My particular Macbook has an Intel CPU, and the default on the Mac is to compile for the architecture x86_64. In order to override this (because python is 32 bit, and the netcdf libraries I use are also 32 bit) I needed to pass in “-arch i386” to the compiler. I also needed the little endian flag ‘-DBYTESWAP’ when compiling the netcdf interface (inside libcdms). The -DBYTESWAP flag should be included by the libcdms configure script, where there is a section for ‘darwin’ (OS X), but it’s currently configured without BYTESWAP (line 6182). The problem here is that OS X used to run on PowerPC CPUs, which don’t need the BYTESWAP flag. I’m not sure if this is your configure script or if it’s from the cdat package.
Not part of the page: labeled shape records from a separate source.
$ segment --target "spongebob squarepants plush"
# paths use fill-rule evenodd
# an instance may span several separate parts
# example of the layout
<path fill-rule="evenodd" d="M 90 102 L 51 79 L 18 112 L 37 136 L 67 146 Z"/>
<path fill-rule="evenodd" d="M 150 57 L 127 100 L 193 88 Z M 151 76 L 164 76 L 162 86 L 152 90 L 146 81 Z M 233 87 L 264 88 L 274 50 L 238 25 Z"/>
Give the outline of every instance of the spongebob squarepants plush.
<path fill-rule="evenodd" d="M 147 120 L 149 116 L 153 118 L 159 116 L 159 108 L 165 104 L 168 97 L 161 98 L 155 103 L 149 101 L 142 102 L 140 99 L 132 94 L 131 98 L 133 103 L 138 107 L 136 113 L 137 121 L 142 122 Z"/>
I included the -arch i386 and -DBYTESWAP in the setup.py in the libcdms section, and the setup works fine.
After running python setup.py build ; python setup.py install ; I still get an error when importing cdms2. This problem is caused by the way that libcdms is linked to the netcdf libraries. The ‘normal’ Mac method is to link with absolute paths, but libcdms is linked with relative paths (the libraries are references with @rpath). The result is that LD_LIBRARY_PATH environment variable is often empty. I’m not sure how to fix this in the ‘Mac’ way with absolute paths, but I added my $NETCDF_HOME/lib directory to the variable and cdms2 now imports without error.
cdat-lite ships with a small set of tests designed to verify that it has been built successfuly. These tests require the testing framework nose. Once cdat-lite is installed just run:
$ nosetests cdat_lite
When run from cdat-lite’s distribution directory nosetests will run slightly differently, running some tests that are known to fail at the moment. To disable this behaviour do:
$ nosetests –config=”
Differences between CDAT and cdat-lite can be classified as differences in scope, i.e. which packages are included, and installation system.
cdat-lite contains the ‘cdms2’ package and a few related packages. It does not include the ‘vcs’ visualisation package or the VCDAT graphical user interface. As of v5.1.1-0.3pre3 the included packages are:
CDAT bundles virtually all dependencies together in its source distribution – even Python itself. This has its advantages as it simplifies satisfying dependencies and avoids version conflicts between dependencies. However, if you want to integrate CDAT’s data management components into your existing Python architecture CDAT can be overkill.
If you are a cdat-lite-4 user (or a CDAT 4 user) you have a big migration job on your hands. CDAT-4 uses the Numeric package for arrays which has been out of date and unmaintained for a long time now. It is known to have problems on 64bit architectures.
cdat-lite tries to release major new versions shortly after new versions of CDAT. Sometimes CDAT-trunk contains important fixes that should be applied so that the latest cdat_lite can run ahead of official CDAT releases (although sometimes CDAT recommends you build from trunk anyway).
The one exception is the UK Met. Office PP file support which is usually updated in cdat_lite before CDAT. In all cases the exact build versions of CDAT and cdunifpp will be stated in the distribution’s setup.py file.
We are interested to hear any with experience of using CMOR2 with cdat-lite but it should be as simple as downloading the distribution and installing it in parallel with:
# From the CMOR install directory $ python setup.py install
OPeNDAP support is an experimental feature of cdat-lite at the moment. Unlike CDAT you don’t select OPeNDAP explicitly during installation but cdat-lite will inherit any OPeNDAP support embedded into the NetCDF4 library. Recent beta releases of NetCDF4 provides a switch to transparently use OPeNDAP.